I picked three exercises and decided on intervals.. again.

ONE

  • Warm up for 5 minutes
  • 15 burpees
  • 30s rest
  • Repeat for a total of 10 sets
TWO
  • 10 thrusters (60% of heaviest possible)
  • 20s rest
  • Repeat for 5 sets
  • 15 thrusters 
  • 20s rest
  • Repeat for 5 sets
Dumbell Thrusters

THREE

  • 45s plank
  • 30s rest
  • Repeat for a total of 10 sets
  • Plank
  • Cool down and stretch
Total time: Just under an hour.

Photo Credit: Fit Pro Life

Get Fitter… Wednesday’s Workout

I was very excited about my new trainers but not too excited about thinking up a workout so…

I did Monday’s planned workout but made it harder (I had a 10lb/4.5kg dumbell in each hand, I remember doing hill walks with Fitter London’s Keris with dumbell – HELLISH). This was much harder than I expected.
10lbs usually feels like nothing to me but after today’s workout, I hate dumbells right now! Haha!


GREAT for the glutes (butt, tush, a**), trust me! And, of course, endurance

5 minutes of warm up: slowly increased speed.
2 minutes @ Incline of 5, Speed of 6.5 kph (4 mph) with dumbells, pumping arms to work them and assist my walking
1 minute rest @ incline of 3, speed of 3.5mph, minus dumbell
2 minutes, Incline 6, same speed, with dumbells
1 minute rest

I kept increasing the incline by 1 until I got to 12 (that’s the max on the treadmill here). (I did try to increase the speed a few times but stuck to 6.5kph after a while, ha!)

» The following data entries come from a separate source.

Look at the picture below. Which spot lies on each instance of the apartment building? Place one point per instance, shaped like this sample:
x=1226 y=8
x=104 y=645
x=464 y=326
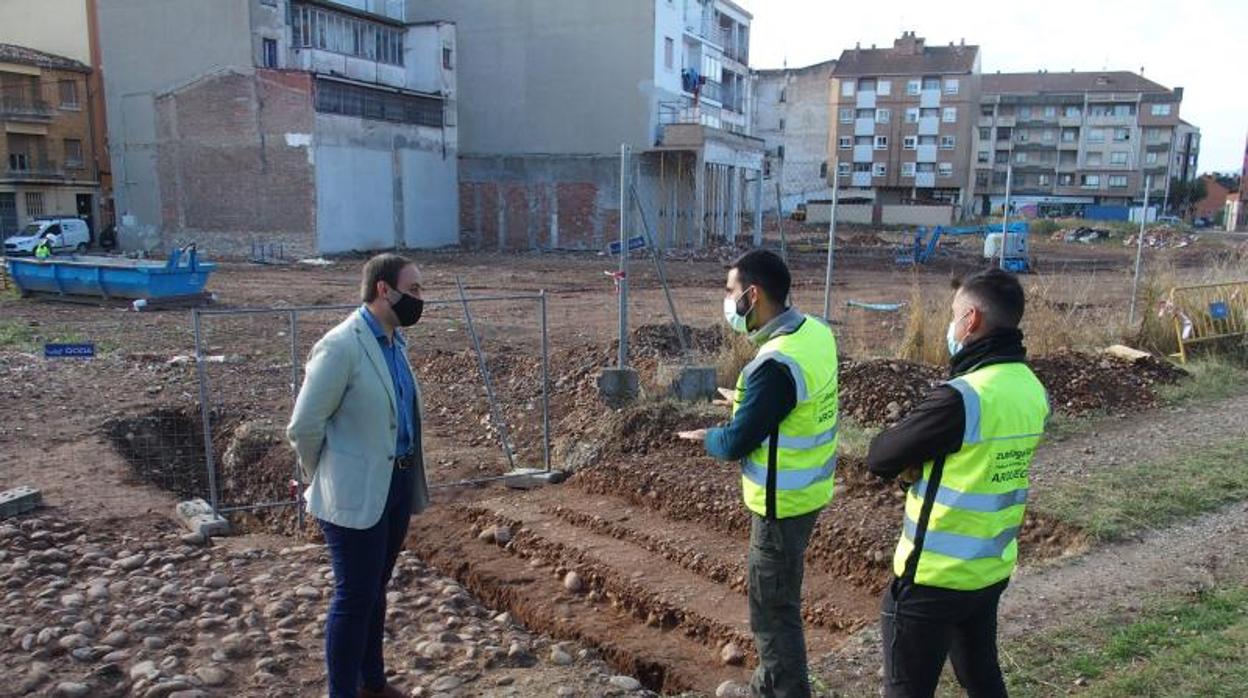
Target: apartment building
x=552 y=89
x=1071 y=140
x=68 y=29
x=790 y=115
x=315 y=125
x=901 y=121
x=45 y=151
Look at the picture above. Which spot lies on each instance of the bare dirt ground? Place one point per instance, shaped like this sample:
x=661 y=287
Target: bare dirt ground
x=634 y=566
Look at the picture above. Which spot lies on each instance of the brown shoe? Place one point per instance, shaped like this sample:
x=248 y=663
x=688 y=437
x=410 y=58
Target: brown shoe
x=387 y=692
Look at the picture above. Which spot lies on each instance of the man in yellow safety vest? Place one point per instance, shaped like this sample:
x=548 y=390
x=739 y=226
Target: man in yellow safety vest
x=964 y=456
x=784 y=433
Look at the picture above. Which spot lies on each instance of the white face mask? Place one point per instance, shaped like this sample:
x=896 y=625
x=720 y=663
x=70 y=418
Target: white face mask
x=951 y=341
x=736 y=321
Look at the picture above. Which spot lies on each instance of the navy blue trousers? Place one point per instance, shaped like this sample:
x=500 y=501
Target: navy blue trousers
x=362 y=562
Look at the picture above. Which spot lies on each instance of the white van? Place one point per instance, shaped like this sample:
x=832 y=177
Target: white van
x=64 y=235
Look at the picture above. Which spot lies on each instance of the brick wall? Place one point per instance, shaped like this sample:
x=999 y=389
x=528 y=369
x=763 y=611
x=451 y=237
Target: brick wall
x=231 y=174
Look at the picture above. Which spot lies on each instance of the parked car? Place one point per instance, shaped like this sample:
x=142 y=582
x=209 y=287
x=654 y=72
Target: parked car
x=64 y=235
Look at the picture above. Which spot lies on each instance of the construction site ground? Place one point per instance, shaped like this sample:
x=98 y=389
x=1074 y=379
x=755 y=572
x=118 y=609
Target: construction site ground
x=629 y=577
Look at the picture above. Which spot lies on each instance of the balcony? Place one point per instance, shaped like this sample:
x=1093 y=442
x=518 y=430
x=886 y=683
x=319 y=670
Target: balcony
x=25 y=110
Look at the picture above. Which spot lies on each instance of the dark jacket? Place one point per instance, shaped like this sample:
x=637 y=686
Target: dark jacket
x=935 y=426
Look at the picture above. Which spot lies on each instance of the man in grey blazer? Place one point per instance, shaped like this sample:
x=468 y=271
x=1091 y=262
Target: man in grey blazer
x=356 y=428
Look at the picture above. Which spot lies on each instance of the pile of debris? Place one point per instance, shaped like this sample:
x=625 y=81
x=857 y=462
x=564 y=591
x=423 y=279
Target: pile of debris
x=1080 y=383
x=1083 y=235
x=1163 y=237
x=881 y=391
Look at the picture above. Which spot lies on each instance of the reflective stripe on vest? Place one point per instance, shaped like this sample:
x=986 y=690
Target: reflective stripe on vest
x=789 y=478
x=972 y=501
x=962 y=547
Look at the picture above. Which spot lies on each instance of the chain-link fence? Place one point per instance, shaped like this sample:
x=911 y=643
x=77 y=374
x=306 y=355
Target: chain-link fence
x=483 y=368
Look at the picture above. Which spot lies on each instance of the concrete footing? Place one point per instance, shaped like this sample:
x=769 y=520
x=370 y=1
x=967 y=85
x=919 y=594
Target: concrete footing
x=690 y=383
x=199 y=517
x=618 y=386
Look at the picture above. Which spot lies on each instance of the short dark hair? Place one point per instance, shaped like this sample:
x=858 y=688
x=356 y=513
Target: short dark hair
x=383 y=267
x=765 y=270
x=997 y=294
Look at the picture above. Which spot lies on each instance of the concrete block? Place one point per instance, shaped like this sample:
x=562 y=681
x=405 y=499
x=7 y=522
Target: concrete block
x=532 y=478
x=199 y=517
x=19 y=501
x=690 y=383
x=618 y=386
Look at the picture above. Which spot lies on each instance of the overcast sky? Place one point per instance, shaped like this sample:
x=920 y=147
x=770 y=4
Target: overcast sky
x=1198 y=45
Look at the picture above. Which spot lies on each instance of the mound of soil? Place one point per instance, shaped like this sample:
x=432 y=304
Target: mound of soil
x=881 y=391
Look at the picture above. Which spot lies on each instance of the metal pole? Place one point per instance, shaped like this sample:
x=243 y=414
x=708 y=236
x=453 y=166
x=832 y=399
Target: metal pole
x=663 y=275
x=484 y=376
x=1005 y=215
x=1140 y=251
x=831 y=247
x=205 y=413
x=623 y=272
x=295 y=392
x=546 y=386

After the final round (9 or 10 sets in total), I did a couple of 1 minute hill sprints.

Cooled down for 5 minutes.


Total Workout time: 45 minutes.

I feel great! I’ll do something similar next week, with 15lb dumbells.

You can adjust this to suit your fitness, increase/decrease speed, increase incline by 0.5, reduce total workout time to 30 minutes… 

Get Fitter… Week 2

Again, sticking to at least 4 workouts between Monday to Friday. his week will be 3 intervals sessions and one strength session…

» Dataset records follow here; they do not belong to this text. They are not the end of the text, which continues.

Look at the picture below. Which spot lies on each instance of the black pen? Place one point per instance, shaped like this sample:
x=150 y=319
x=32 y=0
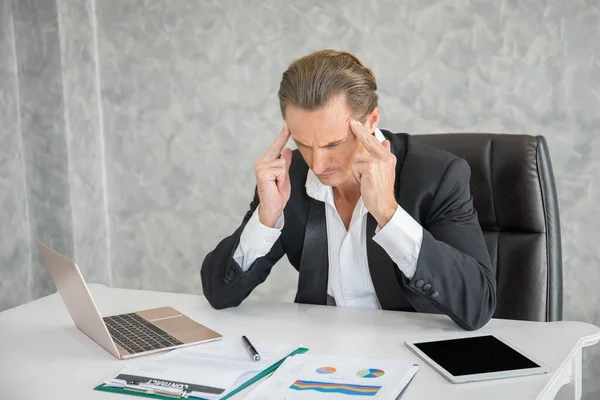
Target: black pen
x=251 y=350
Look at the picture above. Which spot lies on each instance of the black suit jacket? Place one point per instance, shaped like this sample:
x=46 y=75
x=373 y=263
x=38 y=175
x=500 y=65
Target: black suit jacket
x=454 y=274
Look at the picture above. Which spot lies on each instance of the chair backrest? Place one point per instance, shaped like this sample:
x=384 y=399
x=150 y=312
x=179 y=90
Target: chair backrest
x=513 y=189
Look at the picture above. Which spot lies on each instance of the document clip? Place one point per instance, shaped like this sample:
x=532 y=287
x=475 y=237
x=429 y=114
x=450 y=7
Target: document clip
x=153 y=389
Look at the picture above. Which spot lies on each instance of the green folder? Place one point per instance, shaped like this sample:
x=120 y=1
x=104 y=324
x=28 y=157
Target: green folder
x=266 y=372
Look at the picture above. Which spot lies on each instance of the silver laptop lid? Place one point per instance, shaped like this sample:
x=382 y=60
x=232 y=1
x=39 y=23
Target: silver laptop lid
x=77 y=297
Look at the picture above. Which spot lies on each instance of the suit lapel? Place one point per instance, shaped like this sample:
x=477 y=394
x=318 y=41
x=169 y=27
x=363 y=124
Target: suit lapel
x=314 y=264
x=381 y=267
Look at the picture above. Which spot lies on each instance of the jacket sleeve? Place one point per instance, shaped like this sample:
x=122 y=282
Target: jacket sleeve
x=224 y=283
x=454 y=270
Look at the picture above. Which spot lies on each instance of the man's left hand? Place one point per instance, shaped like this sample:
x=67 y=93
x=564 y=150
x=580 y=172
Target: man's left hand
x=376 y=172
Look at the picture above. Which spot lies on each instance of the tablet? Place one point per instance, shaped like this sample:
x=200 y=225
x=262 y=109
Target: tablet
x=476 y=358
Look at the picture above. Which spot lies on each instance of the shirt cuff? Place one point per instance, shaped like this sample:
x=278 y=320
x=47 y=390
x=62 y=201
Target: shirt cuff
x=401 y=238
x=256 y=240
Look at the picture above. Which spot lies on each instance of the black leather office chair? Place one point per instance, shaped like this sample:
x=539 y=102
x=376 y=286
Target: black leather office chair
x=513 y=191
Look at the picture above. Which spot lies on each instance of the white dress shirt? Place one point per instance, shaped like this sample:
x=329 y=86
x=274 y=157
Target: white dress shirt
x=349 y=281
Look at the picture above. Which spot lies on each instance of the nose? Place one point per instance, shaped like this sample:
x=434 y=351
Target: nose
x=320 y=162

I planned to do some hill walking intervals on the treadmill but I’m buying my trainers on Tuesday (tomorrow).

Try this:

  • Warm up for 5 minutes
  • Increase speed to 6-7 RPE (Rate of perceived exertion. On a scale of 1-10, 1 being the easiest). This varies for everyone so I won’t put an exact speed. And incline to 5. 
  • Walk for 2 minutes.
  • Reduce speed to a very slow walk for 1 minute.
  • Increase, 2 minutes walk again.
  • Repeat this 8-10 times.
    **Challenge yourself by slowly increasing the incline or speed as you go on**
  • Bring down the incline and speed, cool down for 10 minutes.
  • Stretch.
Now you can replicate this on a cross trainer (elliptical) or even outdoors (find a hilly area).